Leah was born on June 3rd, 1996 in Burlington, Vermont, USA. When she was three she moved with her parents and older brother Eric to Gainesville, Florida. During the 5 years in Florida Leah went to preschool, kindergarten and part of her primary school. In Florida Leah learned to love the sun and water. Lifelong loves she would never lose. At 8 years of age her family moved to the Netherlands, to the village of Haren, near Groningen. In Haren she spent the most time of her life and she was happy here. She also died at her home in Haren and is buried here.
In March 2014, 2 months before her university entrance exam Leah had recurring health issues that needed further investigation. On May 2nd, one week before her exam and one month before her 18th birthday she got the diagnosis Non Hodgkin Lymphoma. During the summer she had 8 chemo's and in September she also underwent radiation. She had to cancel her travel plans with two friends for that summer but she did her exam and she passed it. Everything seemed to go well and in September, 3 weeks late, she moved to Leiden and started studying. During the fall she had some complaints that we all thought were effects of her treatment but they kept getting worrisome. And so in early November we learned that her lymphoma was in the brain. A complication that is very rare. She received more (high dose) chemo's and whole brain radiation but all to no avail. On May 9th 2015 our beautiful girl died.
Leah was a strong, down-to-earth and happy girl who always saw the positive side in things. She remained strong and positive until her very end. During her year of illness she never complained, did not really want to talk about how she was and never asked why.

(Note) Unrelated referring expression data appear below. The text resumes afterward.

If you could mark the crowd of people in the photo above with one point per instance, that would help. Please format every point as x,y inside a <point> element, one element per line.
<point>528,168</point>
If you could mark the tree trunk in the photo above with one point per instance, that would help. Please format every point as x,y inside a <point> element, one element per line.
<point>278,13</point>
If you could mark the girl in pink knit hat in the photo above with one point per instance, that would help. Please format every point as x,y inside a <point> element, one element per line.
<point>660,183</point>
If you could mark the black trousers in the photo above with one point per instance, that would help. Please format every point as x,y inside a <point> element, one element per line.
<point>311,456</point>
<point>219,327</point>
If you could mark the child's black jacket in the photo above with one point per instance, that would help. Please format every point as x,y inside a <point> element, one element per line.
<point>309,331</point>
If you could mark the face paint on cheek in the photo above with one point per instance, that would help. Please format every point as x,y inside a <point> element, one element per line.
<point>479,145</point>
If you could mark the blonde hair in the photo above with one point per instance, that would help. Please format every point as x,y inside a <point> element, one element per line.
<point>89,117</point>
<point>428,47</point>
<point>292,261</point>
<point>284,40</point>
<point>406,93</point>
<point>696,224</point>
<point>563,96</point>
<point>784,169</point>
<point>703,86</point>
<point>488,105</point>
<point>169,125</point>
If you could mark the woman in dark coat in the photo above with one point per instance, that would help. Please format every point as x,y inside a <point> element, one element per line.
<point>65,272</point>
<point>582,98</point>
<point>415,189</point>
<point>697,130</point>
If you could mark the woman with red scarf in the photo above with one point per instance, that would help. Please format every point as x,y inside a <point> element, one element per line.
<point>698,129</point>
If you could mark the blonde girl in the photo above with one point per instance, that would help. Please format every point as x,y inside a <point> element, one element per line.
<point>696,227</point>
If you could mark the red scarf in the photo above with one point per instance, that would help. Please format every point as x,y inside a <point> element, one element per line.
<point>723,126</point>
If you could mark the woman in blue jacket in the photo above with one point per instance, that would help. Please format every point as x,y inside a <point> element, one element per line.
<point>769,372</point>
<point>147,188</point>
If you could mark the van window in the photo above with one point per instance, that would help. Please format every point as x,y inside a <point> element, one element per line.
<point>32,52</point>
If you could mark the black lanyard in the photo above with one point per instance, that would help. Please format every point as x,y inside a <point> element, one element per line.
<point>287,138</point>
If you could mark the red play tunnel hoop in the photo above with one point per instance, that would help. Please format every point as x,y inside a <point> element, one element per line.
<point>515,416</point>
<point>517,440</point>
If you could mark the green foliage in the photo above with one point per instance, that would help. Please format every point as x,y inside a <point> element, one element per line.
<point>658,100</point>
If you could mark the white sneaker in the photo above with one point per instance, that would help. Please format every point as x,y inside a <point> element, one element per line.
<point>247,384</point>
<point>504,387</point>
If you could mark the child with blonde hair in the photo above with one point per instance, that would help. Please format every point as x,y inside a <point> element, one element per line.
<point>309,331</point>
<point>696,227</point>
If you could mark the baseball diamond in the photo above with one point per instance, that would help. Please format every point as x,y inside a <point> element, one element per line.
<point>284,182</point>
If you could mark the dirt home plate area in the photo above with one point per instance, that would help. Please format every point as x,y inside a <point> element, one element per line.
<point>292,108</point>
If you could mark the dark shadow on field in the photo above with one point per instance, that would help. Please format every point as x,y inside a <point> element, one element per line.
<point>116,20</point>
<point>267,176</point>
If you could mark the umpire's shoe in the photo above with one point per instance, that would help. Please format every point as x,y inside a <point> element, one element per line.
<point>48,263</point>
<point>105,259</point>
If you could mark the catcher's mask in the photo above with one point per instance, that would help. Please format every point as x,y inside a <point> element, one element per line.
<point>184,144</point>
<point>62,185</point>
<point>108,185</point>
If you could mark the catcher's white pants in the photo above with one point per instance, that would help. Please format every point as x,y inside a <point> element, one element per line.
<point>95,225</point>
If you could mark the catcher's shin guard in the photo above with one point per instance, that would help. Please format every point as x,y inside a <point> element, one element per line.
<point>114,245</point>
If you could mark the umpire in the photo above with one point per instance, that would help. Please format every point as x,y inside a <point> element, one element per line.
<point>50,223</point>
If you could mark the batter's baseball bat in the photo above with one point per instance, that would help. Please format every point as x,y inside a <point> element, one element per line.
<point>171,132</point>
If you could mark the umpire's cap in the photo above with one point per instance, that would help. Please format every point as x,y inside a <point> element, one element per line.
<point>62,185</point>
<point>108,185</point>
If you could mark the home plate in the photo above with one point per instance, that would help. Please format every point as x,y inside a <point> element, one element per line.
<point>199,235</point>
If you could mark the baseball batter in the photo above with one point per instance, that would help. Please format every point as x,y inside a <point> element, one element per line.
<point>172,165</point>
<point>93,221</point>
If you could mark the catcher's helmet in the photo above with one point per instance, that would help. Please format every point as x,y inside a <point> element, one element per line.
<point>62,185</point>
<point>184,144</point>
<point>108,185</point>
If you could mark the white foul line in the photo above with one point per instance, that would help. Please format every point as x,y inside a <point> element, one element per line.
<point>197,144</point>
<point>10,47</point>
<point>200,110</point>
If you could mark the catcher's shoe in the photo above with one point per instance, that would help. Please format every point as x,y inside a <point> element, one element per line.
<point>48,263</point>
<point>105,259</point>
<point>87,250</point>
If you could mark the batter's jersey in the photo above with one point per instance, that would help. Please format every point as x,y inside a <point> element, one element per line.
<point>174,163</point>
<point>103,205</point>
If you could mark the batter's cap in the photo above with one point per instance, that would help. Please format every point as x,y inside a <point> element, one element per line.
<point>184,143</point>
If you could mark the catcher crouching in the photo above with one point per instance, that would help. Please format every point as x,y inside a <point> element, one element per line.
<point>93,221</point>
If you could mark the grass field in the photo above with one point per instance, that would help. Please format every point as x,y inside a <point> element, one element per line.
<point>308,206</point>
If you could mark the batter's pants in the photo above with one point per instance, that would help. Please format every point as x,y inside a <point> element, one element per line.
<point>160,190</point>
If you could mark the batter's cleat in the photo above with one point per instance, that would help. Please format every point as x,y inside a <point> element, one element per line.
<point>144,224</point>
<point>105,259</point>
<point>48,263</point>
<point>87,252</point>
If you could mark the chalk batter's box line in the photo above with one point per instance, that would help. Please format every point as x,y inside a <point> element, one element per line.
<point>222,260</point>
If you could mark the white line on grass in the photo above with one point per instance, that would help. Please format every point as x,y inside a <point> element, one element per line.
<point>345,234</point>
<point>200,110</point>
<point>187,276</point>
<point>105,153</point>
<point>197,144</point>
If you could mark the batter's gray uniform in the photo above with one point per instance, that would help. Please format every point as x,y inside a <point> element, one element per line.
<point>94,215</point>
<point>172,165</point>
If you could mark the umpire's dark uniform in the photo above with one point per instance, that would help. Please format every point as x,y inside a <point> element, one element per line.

During her final months when she was well enough she enjoyed getting together with her friends, going to the movies, weekends away and day trips.
With the money she left her family wants to do something good and something that benefits young who happen to have cancer, just like her.
Leah' medical care during her illness was excellent and the doctors tried everything. And yet her family has experienced and seen that young adult cancer patients are a special group. First they don't have many fellow sufferers, their needs and interests often are different than their fellow sufferes on the hospital wards. Often they are students and not employees and their experience is therefore different. Leah, for example, has never been offered psychological support. We think some things can and need to be changed.